The startling fact that they’d called him by a different name. “George” had been the name used by the man who’d been beside his bed last night. “Mr. Vine,” the nurse had called him. George Vine, an English name, surely.

But there was one thing a thousand times more startling than either of those: It was what last night’s stranger (Could he be the “cousin” of whom the doctor had spoken?) had told him about the accident. ” You ran that coupe of yours head-on into a gravel truck.”

The amazing thing, the contradictory thing, was that he knew what a coupe was and what a truck was. Not that he had any recollection of having driven either, of the accident itself, or of anything beyond that moment when he’d been sitting in the tent after Lodi—but—but how could a picture of a coupe, something driven by a gasoline engine, arise to his mind when such a concept had never been in his mind before.

There was that mad mingling of two worlds—the one sharp and clear and definite. The world he’d lived his twenty-seven years of life in, in the world into which he’d been born twenty-seven years ago, on August 15th, 1769, in Corsica. The world in which he’d gone to sleep—it seemed like last night—in his tent at Lodi, as General of the Army in Italy, after his first important victory in the field.

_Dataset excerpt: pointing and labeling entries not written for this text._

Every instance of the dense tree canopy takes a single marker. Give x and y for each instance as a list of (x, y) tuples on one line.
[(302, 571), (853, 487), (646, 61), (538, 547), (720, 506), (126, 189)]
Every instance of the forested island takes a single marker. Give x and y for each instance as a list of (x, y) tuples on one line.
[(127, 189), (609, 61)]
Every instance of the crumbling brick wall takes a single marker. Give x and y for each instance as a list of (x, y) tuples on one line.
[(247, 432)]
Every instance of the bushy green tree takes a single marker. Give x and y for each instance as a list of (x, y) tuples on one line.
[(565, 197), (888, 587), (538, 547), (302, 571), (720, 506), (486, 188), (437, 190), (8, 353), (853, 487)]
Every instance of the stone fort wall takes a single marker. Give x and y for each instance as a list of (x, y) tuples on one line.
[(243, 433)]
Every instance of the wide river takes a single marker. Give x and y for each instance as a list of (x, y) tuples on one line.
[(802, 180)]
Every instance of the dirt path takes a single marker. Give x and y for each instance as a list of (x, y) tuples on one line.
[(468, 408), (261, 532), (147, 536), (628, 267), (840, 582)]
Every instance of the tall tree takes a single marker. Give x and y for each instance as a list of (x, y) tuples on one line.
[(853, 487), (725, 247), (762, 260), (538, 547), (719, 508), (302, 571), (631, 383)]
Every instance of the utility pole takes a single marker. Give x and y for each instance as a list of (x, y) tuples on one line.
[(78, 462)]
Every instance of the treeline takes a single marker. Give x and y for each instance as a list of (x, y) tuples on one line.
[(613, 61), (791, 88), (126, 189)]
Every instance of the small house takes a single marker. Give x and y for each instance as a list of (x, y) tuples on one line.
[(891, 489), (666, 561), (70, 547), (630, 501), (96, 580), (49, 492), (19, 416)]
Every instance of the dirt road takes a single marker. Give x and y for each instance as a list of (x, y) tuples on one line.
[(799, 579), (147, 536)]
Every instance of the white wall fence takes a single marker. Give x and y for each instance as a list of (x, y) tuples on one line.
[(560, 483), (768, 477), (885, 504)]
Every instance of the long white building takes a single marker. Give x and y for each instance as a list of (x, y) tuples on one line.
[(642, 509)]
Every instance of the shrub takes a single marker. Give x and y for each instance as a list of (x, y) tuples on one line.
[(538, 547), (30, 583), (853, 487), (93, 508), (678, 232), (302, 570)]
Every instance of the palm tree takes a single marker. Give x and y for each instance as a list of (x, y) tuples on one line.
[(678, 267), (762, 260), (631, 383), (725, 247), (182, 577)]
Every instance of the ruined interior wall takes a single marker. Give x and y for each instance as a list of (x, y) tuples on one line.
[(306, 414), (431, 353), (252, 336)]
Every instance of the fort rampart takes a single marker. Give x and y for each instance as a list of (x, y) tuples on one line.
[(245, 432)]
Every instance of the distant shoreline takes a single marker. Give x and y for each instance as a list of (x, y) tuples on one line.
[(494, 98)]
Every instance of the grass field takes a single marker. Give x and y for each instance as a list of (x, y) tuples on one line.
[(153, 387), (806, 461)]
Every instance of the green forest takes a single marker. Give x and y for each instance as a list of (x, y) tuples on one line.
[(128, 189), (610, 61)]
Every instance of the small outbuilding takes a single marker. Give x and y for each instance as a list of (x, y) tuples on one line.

And then there was this disturbing world into which he had awakened, this white world in which people spoke an English—now that he thought of it—which was different from the English he had heard spoken at Brienne, in Valence, at Toulon, and yet which he understood perfectly, which he knew instinctively that he could speak if his jaw were not in a cast. This world in which people called him George Vine, and in which, strangest of all, people used words that he did not know, could not conceivably know, and yet which brought pictures to his mind.

Coupe, truck. They were both forms of—the word came to his mind unbidden—automobiles. He concentrated on what an automobile was and how it worked, and the information was there. The cylinder block, the pistons driven by explosions of gasoline vapor, ignited by a spark of electricity from a generator.

Electricity. He opened his eyes and looked upward at the shaded light in the ceiling, and he knew, somehow, that it was an electric light, and in a general way he knew what electricity was.

The Italian Galvani—yes, he’d read of some experiments of Galvani, but they hadn’t encompassed anything practical such as a light like that. And staring at the shaded light, he visualized behind it water power running dynamos, miles of wire, motors running generators. He caught his breath at the concept that came to him out of his own mind, or part of his own mind.

The faint, fumbling experiments of Galvani with their weak currents and kicking frogs’ legs had scarcely fore-shadowed the unmysterious mystery of that light up in the ceiling; and that was the strangest thing yet; part of his mind found it mysterious and another part took it for granted and understood in a general sort of way how it all worked.

Let’s see, he thought, the electric light was invented by Thomas Alva Edison somewhere around—Ridiculous; he’d been going to say around 1900, and it was now only 1796!